The way to appeal to the long tail is not simply to provide manifold opportunities for input (user-generated content). Google is doing this with their My Maps feature, as are many mashup that depend on Google’s API.
Instead, the key to jiving with the long tail is providing a meaningful context for user-generated content. To many this probably implies the social network. Indeed, that’s a part. But what about display? I’m sure it goes without saying, but a little red balloon can only represent so many things well (carnivals, whoopie cushion factories, et al.). In fact, at this point I am downright numb to that ubiquitous icon of all things geospatial.
Before you say that I am only being negative, I will say this: many Google Maps mashups are impressive (this one plotting Chicago gangs even left such a strong impression that I vividly dreamt about it). And I’m sure that these thoughts of mine aren’t very inspiring or original. So, allow me to quote Chris Anderson one more time, this time regarding a recent review of the long tail theory written by Bear Sterns:
[…] in a world of infinite choice, content is only as valuable as your ability to find it. They call that “context and aggregation”, and it’s what both Google [Search] and your favorite blogger do when they filter the web according to a narrow lens, be it your expressed search term or their own sensibility. (read the post)
So, mashup engineers: are you displaying your data through a narrow lens? Are you being sufficiently narrow (and vertical)? Again, one-size-fits-all doesn’t do this. To me, Google Maps is a very normal lens, and many of the decisions about what to display and not to display have been made for you. This isn’t all good. For example, I couldn’t *not* call out the Cape Verde islands at a hurricane-tracking website and still feel that I’d made a site truly devoted to tropical cyclones.
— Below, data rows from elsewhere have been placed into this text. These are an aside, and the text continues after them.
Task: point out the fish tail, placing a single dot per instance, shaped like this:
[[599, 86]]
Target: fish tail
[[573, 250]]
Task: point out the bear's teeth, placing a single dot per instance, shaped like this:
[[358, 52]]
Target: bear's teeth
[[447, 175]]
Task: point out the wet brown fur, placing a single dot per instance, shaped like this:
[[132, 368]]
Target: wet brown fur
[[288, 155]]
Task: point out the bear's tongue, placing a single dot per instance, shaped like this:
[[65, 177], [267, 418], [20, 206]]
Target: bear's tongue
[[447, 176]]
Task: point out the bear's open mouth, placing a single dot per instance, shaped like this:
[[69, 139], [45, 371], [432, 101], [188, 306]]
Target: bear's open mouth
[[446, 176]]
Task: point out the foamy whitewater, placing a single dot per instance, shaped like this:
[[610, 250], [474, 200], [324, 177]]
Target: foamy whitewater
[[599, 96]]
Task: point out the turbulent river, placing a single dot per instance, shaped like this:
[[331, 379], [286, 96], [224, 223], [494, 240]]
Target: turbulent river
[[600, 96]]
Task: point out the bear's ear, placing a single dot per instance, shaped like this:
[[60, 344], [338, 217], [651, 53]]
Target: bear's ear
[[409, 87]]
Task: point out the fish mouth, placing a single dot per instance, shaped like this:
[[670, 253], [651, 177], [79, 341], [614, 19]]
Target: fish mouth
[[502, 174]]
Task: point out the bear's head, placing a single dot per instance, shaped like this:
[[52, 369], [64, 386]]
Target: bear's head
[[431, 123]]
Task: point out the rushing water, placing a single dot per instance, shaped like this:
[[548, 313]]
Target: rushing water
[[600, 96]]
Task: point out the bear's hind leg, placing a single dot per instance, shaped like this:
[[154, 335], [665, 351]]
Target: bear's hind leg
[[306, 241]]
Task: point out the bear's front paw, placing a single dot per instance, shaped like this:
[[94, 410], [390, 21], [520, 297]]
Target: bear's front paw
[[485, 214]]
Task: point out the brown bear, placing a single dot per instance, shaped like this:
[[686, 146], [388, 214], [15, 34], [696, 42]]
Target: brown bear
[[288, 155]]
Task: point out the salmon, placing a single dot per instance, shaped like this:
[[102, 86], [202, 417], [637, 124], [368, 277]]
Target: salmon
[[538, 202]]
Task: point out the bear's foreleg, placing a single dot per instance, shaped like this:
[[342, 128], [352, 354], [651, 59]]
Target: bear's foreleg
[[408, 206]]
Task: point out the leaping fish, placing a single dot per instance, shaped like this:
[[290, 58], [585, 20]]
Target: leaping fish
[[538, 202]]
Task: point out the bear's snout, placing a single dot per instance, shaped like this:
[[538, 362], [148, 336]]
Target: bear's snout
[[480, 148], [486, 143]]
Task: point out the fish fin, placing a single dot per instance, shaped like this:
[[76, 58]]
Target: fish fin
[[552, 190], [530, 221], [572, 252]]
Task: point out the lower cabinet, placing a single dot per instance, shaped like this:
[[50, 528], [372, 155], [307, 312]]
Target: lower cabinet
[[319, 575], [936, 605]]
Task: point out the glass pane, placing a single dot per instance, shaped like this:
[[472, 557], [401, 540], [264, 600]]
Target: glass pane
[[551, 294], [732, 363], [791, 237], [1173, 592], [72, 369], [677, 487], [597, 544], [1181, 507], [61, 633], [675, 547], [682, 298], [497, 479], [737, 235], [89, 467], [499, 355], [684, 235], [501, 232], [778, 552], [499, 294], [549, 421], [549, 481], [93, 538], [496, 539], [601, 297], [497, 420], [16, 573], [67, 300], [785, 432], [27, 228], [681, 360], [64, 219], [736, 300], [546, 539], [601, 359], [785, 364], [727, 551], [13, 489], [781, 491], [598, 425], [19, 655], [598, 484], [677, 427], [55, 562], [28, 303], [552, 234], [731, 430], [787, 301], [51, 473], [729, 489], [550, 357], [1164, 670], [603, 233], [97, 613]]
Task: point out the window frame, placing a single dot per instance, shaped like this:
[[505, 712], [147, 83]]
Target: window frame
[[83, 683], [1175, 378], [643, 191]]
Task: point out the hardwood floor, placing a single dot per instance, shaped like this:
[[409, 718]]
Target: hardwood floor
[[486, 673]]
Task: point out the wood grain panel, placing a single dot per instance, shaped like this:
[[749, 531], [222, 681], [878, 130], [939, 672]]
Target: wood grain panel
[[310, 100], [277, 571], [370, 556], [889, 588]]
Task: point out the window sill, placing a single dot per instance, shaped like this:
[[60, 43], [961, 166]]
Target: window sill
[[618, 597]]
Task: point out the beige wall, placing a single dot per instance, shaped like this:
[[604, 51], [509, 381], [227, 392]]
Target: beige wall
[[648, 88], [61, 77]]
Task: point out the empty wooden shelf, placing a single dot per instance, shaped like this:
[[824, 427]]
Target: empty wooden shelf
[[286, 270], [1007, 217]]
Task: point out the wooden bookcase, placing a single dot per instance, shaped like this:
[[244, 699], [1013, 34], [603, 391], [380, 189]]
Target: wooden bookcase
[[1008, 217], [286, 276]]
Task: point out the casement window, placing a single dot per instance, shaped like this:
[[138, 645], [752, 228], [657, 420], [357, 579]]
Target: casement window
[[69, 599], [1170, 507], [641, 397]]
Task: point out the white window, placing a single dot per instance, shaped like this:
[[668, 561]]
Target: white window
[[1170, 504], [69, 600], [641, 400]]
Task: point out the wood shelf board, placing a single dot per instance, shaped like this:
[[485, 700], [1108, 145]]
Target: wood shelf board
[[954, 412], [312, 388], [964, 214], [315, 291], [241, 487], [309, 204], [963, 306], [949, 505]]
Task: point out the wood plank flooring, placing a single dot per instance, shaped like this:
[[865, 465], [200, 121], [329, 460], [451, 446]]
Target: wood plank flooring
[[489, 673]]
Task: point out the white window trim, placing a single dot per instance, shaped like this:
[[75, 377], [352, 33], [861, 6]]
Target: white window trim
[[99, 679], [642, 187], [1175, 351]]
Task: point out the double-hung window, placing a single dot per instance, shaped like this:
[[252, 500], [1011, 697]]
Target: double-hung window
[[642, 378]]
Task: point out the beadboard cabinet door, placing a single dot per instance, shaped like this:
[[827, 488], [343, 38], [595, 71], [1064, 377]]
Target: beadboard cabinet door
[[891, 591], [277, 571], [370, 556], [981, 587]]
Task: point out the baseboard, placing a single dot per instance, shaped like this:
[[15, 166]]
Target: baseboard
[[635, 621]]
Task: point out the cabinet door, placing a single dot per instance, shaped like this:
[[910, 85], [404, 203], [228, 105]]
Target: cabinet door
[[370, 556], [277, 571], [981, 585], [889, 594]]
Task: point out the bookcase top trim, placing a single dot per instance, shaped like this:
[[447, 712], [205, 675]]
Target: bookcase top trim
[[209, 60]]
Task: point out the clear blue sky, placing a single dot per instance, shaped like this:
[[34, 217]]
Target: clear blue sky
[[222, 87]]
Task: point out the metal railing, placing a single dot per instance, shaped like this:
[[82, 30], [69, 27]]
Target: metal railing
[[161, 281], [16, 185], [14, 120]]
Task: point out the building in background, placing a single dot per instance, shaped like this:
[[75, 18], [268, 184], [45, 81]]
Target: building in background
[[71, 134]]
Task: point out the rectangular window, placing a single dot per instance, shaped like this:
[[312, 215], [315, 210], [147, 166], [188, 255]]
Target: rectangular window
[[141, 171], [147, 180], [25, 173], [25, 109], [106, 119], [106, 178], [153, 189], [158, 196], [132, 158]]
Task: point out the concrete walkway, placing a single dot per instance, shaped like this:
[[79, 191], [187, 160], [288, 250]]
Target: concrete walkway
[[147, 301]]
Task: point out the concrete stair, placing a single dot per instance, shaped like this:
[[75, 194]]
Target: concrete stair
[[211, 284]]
And yet this kind of control is missing from the one-size-fits-all solution.
And what is your visitor’s sensibility? I take this to mean their entire sense for the universe your data lives in. Is it really filled with balloons and green arrows, yellow streets and . . . well, you get the idea. Or is it something else?
Google Maps opened the floodgates for mapping street-level phenomena, but the real long tail solution will be a platform for creating niche mapping applications, not a generic mapping application with a finite ability to customize.